Personal information
- Full name: Kenneth Robert Briggs
- Born: 17 July 1933 (age 93) Woking, Surrey, England
- Batting: Right-handed
- Bowling: Right-arm off break

Domestic team information
- 1956: Lincolnshire

Career statistics
| Competition | First-class |
| Matches | 1 |
| Runs scored | 29 |
| Batting average | 29.00 |
| 100s/50s | –/– |
| Top score | 17* |
| Balls bowled | 90 |
| Wickets | 1 |
| Bowling average | 44.00 |
| 5 wickets in innings | – |
| 10 wickets in match | – |
| Best bowling | 1/32 |
| Catches/stumpings | 2/– |
- Source: Cricinfo, 16 February 2019

= Kenneth Briggs =

English cricketer and Royal Air Force officer

Kenneth Robert Briggs (born 17 July 1933) is an English former first-class cricketer and Royal Air Force officer.

Briggs was born at Woking and enlisted in the Royal Air Force in July 1954 as a pilot officer, having graduated from the Royal Air Force College Cranwell.
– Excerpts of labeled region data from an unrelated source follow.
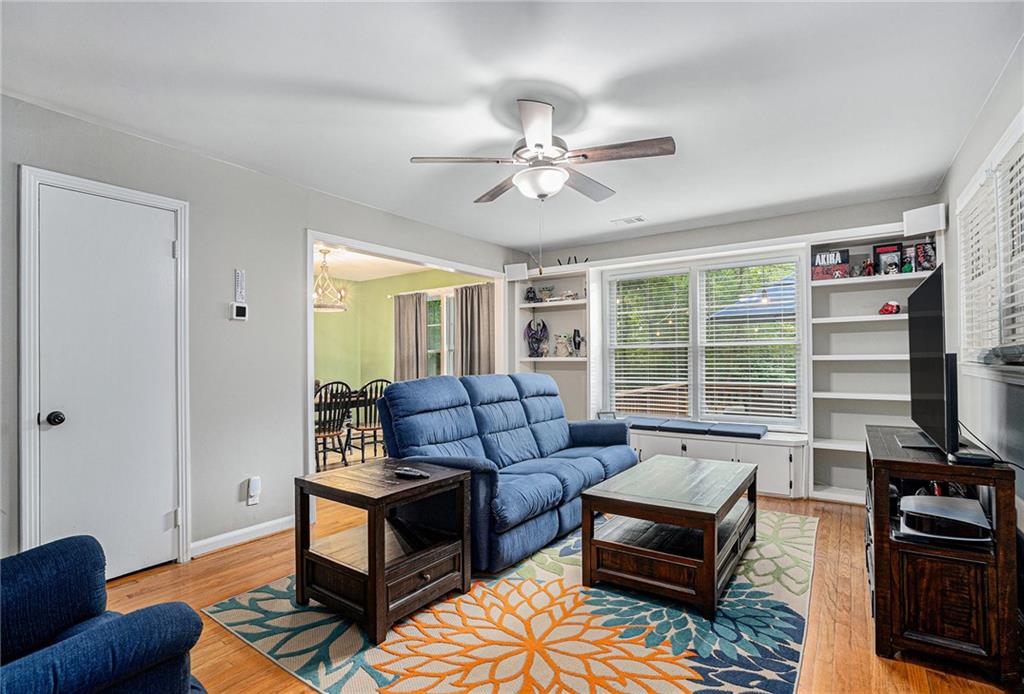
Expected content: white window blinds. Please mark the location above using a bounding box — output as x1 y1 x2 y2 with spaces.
995 137 1024 354
608 272 690 417
956 132 1024 363
699 262 801 424
956 179 999 360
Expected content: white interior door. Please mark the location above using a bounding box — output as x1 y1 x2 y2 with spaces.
37 184 179 577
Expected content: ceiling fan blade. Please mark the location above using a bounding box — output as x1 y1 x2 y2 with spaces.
564 137 676 164
517 99 555 149
409 157 520 164
565 167 615 203
473 176 514 203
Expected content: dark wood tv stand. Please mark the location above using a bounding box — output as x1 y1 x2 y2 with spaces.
864 426 1020 684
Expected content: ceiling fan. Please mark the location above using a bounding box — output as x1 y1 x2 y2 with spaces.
410 99 676 203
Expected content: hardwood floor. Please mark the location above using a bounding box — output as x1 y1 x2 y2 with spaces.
109 496 1000 694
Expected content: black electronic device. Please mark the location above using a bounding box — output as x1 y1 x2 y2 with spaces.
897 265 959 457
394 468 430 479
899 495 992 543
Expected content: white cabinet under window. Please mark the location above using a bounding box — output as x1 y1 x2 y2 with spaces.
630 431 807 496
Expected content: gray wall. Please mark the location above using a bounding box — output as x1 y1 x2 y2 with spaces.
0 97 522 555
939 35 1024 531
551 194 937 260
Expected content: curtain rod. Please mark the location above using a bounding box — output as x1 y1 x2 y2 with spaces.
387 280 495 299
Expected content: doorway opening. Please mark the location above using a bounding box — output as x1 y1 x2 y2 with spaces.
306 231 504 472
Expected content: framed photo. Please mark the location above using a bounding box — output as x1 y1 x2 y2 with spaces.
871 244 903 274
913 241 938 271
811 250 850 279
899 246 918 272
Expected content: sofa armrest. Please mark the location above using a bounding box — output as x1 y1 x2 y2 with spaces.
0 535 106 662
569 420 630 446
0 603 203 694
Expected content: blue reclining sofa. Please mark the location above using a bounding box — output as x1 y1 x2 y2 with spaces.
0 535 206 694
377 374 637 573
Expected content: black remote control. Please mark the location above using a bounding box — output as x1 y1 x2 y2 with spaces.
394 468 430 479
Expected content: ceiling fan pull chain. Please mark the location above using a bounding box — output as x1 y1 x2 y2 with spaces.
537 198 544 274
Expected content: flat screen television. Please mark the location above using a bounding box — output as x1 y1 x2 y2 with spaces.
900 265 959 456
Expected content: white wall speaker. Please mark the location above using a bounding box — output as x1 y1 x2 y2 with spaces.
903 203 946 236
505 263 529 281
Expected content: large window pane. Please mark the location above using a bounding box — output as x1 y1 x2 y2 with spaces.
699 262 800 423
608 272 690 417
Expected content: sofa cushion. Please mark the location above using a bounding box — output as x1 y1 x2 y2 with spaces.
490 472 562 532
50 611 121 644
509 374 571 458
460 374 541 468
551 443 637 479
502 457 604 504
382 376 485 458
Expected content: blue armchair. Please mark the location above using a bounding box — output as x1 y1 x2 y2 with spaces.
0 535 206 694
377 374 637 572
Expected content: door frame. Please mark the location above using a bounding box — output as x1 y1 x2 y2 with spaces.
303 228 508 479
18 165 191 563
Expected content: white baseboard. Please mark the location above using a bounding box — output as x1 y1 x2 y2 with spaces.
190 516 295 557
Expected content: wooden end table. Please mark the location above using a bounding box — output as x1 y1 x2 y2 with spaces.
583 456 758 619
295 459 471 644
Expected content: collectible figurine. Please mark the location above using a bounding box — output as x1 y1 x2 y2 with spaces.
522 320 548 357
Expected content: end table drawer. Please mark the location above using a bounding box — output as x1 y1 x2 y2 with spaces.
387 554 462 609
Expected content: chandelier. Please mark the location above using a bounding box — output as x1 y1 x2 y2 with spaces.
313 248 348 313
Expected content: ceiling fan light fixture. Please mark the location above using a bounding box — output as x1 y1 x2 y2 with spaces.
512 166 569 200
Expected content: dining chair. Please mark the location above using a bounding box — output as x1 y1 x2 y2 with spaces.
345 379 391 463
313 381 352 472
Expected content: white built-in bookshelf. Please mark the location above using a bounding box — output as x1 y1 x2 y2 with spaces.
807 225 942 504
510 267 593 420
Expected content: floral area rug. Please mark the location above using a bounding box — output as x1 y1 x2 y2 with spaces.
204 511 817 694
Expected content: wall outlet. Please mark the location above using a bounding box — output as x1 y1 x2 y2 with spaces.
246 475 263 506
234 268 248 304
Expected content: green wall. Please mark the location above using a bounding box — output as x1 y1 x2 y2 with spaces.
313 270 486 388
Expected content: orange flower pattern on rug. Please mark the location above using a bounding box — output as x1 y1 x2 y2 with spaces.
375 579 700 694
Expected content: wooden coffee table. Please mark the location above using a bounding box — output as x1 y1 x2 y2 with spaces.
583 456 758 619
295 459 471 644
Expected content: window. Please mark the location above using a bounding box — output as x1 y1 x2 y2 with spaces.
608 272 690 417
606 261 802 426
699 262 800 424
956 132 1024 363
427 294 455 376
995 137 1024 354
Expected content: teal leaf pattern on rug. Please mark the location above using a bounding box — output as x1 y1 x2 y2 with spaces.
204 576 395 692
204 511 817 694
736 511 817 596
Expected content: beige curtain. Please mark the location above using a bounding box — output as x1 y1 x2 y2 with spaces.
394 292 427 381
455 284 495 376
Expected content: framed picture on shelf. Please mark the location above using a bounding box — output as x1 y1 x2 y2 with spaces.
899 246 918 272
871 243 903 274
913 241 937 272
811 250 850 279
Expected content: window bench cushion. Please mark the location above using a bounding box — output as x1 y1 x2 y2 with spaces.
708 424 768 438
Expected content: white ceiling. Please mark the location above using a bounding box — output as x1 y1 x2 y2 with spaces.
3 3 1024 249
313 244 423 281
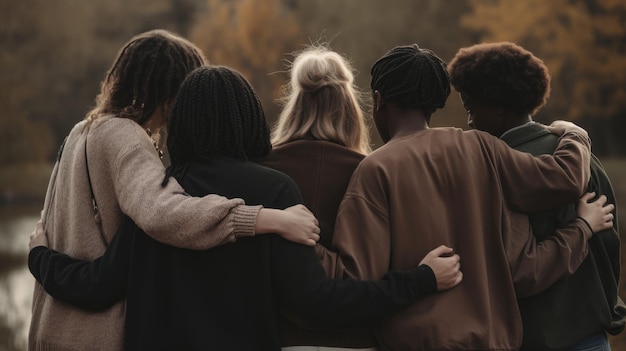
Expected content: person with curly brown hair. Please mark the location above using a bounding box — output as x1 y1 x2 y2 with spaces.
312 44 612 350
448 42 626 351
29 30 319 351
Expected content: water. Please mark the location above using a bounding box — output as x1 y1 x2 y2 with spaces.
0 206 39 351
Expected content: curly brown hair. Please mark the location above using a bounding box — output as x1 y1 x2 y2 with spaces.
448 42 550 116
85 29 208 124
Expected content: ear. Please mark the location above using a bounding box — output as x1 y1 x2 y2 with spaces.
374 90 385 111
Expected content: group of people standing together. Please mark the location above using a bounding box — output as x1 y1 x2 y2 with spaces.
28 30 626 351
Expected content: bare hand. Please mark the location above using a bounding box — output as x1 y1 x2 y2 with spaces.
576 193 615 233
420 245 463 291
255 205 320 246
544 121 589 138
28 219 48 250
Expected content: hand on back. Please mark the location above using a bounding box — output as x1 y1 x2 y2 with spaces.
420 245 463 291
28 219 48 250
544 120 589 138
576 193 615 233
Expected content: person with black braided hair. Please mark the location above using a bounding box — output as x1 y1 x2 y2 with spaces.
29 30 319 350
29 66 468 351
316 44 613 350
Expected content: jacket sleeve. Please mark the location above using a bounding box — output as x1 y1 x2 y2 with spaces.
272 237 437 327
502 213 593 297
88 118 261 250
28 217 139 311
271 173 437 327
491 133 591 213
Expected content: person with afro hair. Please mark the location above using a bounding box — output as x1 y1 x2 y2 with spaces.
318 44 612 350
448 42 626 350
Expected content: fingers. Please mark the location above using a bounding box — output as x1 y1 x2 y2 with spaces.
579 192 596 203
428 245 454 257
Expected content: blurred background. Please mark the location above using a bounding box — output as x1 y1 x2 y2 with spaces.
0 0 626 350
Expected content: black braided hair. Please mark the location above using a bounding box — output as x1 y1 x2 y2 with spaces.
163 66 272 185
87 29 206 124
371 44 450 114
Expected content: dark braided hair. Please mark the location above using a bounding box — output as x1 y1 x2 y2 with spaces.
163 66 272 185
87 29 206 124
448 42 550 115
371 44 450 114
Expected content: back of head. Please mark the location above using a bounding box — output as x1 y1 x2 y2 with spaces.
371 44 450 115
272 46 370 153
87 29 206 124
448 42 550 115
167 66 271 167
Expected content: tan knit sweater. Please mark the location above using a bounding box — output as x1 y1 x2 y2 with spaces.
29 116 260 350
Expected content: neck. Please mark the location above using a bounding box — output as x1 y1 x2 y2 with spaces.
504 115 533 132
389 109 430 139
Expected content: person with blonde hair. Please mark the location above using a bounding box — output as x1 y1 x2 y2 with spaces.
260 45 461 350
29 30 319 351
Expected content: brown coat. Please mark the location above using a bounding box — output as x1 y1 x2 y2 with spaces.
260 140 371 347
324 128 591 350
29 117 259 350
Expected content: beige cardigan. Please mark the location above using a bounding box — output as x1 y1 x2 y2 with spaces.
29 116 260 350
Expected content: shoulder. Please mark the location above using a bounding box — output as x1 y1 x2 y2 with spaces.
246 162 297 188
88 116 152 154
268 140 365 160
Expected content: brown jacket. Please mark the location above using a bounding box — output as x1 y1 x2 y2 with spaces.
29 116 259 351
259 140 371 347
324 128 591 350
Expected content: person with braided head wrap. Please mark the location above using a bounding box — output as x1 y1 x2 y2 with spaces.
314 44 611 350
448 42 626 351
29 66 468 351
259 45 459 351
29 30 319 350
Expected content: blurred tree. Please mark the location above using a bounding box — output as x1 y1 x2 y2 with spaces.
288 0 475 146
0 0 203 164
461 0 626 154
190 0 302 124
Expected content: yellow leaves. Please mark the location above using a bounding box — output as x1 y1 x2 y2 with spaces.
190 0 300 118
461 0 626 118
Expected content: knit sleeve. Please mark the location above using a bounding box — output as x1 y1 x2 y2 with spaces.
90 121 261 250
489 133 590 213
502 213 593 297
28 217 139 311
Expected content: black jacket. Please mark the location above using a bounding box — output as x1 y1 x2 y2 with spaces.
29 159 436 350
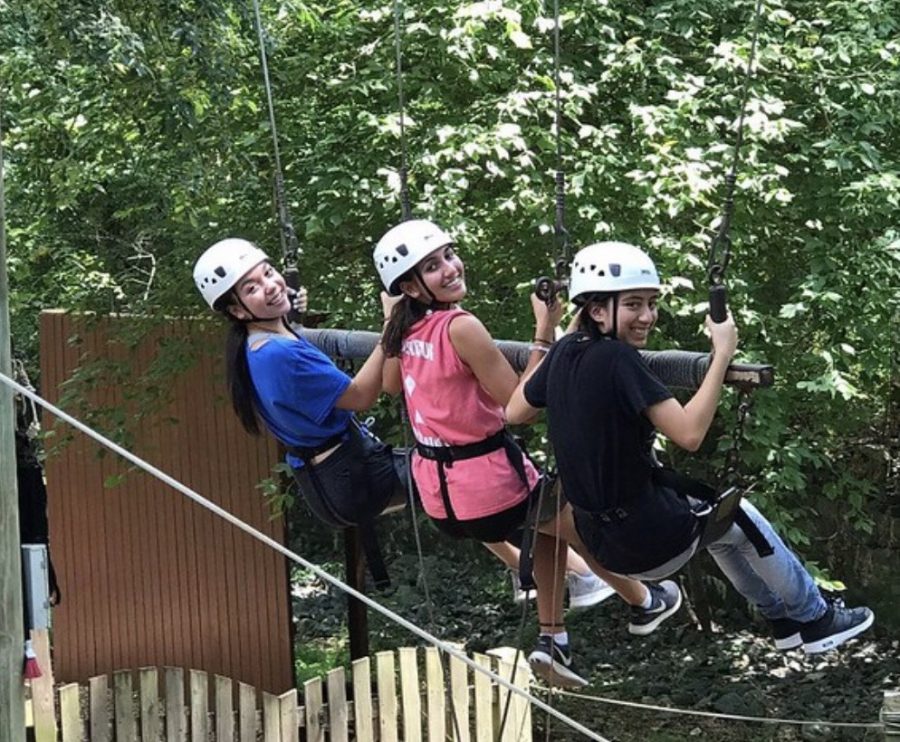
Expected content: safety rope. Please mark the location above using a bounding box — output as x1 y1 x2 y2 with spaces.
253 0 303 324
0 372 609 742
541 688 884 729
534 0 570 305
394 0 412 221
706 0 762 323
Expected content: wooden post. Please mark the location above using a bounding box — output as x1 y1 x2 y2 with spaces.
344 528 369 660
881 690 900 740
0 96 25 742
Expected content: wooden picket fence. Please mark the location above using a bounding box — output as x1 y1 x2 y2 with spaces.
32 647 532 742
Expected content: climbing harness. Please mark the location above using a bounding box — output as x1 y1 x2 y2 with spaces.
534 0 570 306
706 0 762 323
253 0 303 323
He was promoted to flying officer in August 1955. While stationed at Cranwell he played minor counties cricket for Lincolnshire against the Yorkshire Second XI in the 1956 Minor Counties Championship. He was promoted to the rank of flight lieutenant in February 1957. In 1961, he was selected to play a first-class cricket match for the Combined Services cricket team against Nottinghamshire at Trent Bridge. He scored 29 runs in the match, and took the wicket of Roger Vowles. He became a squadron leader in January 1964. Ten years later in January 1974, Briggs was promoted to the rank of wing commander. He was promoted to the rank of group captain in January 1981. He retired from active service in December 1985, retaining the rank of group captain.